In the filing, Metro One said its $12 million cash balance "will not likely be sufficient to fund operating and other expenses for the next 12 months or until we reach profitability."
The company said if it can't obtain adequate financing, it may be forced to sell assets or further reduce expenditures, and may not be able to pursue all of its business objectives.
Hawaiian Telcom said yesterday it has plans to ensure uninterrupted directory assistance service if Metro One has problems fulfilling its contract.
"We will be closely monitoring Metro One's financial status and act as needed," said Ann Nishida, senior manager of corporate communications for Hawaiian Telcom.
She said that cutover to Metro One is to be done incrementally in phases through the end of this month.
Hawaiian Telcom said last month it wanted to outsource its directory assistance and redirect resources toward the further expansion of its Internet and video services. In doing so, the company notified 36 employees that their jobs were being eliminated.

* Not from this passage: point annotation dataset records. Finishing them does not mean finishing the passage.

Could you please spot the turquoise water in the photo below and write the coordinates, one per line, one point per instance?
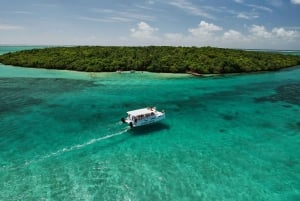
(224, 138)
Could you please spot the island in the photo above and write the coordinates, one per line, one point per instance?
(194, 60)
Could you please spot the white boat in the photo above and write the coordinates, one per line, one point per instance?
(144, 116)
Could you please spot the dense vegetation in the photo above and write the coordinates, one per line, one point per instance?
(152, 58)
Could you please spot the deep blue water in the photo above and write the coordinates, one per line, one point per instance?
(224, 138)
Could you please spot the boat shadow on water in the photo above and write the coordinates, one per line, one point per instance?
(149, 129)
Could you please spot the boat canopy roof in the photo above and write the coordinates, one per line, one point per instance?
(142, 111)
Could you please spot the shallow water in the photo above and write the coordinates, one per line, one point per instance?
(224, 138)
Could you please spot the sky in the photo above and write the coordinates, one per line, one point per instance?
(246, 24)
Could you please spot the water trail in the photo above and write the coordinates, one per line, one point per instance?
(69, 149)
(79, 146)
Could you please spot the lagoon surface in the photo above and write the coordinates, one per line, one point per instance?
(233, 137)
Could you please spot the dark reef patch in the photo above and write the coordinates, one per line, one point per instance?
(18, 93)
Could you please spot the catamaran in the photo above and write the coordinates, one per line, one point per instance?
(143, 116)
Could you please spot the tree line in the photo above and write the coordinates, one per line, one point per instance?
(202, 60)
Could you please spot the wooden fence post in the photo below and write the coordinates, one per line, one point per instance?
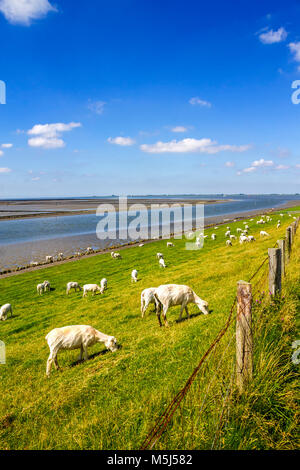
(281, 245)
(274, 270)
(288, 239)
(244, 341)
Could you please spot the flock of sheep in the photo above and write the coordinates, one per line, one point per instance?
(163, 297)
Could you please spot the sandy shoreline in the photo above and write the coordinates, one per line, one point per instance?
(11, 210)
(61, 244)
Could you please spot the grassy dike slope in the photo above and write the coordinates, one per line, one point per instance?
(110, 401)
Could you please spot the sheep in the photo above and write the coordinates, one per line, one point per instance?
(73, 285)
(134, 275)
(147, 297)
(103, 284)
(40, 288)
(169, 295)
(47, 286)
(75, 337)
(4, 310)
(91, 288)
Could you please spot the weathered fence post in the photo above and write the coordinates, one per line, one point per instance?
(244, 341)
(288, 239)
(274, 270)
(281, 245)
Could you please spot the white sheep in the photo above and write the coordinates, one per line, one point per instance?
(91, 288)
(73, 285)
(147, 298)
(75, 337)
(134, 275)
(4, 310)
(103, 284)
(170, 295)
(47, 286)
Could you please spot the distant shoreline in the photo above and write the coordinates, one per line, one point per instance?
(28, 209)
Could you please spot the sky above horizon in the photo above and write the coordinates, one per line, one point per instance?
(149, 97)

The company said at the time that it will continue to provide call completion services internally, including collect calls and operator-assisted calls, and would not change the way it treated directory assistance in its billing packages.
Hawaiian Telcom said the move would eliminate the need for costly equipment and software upgrades, save the company 20 percent and better position it for expansion of more lucrative services.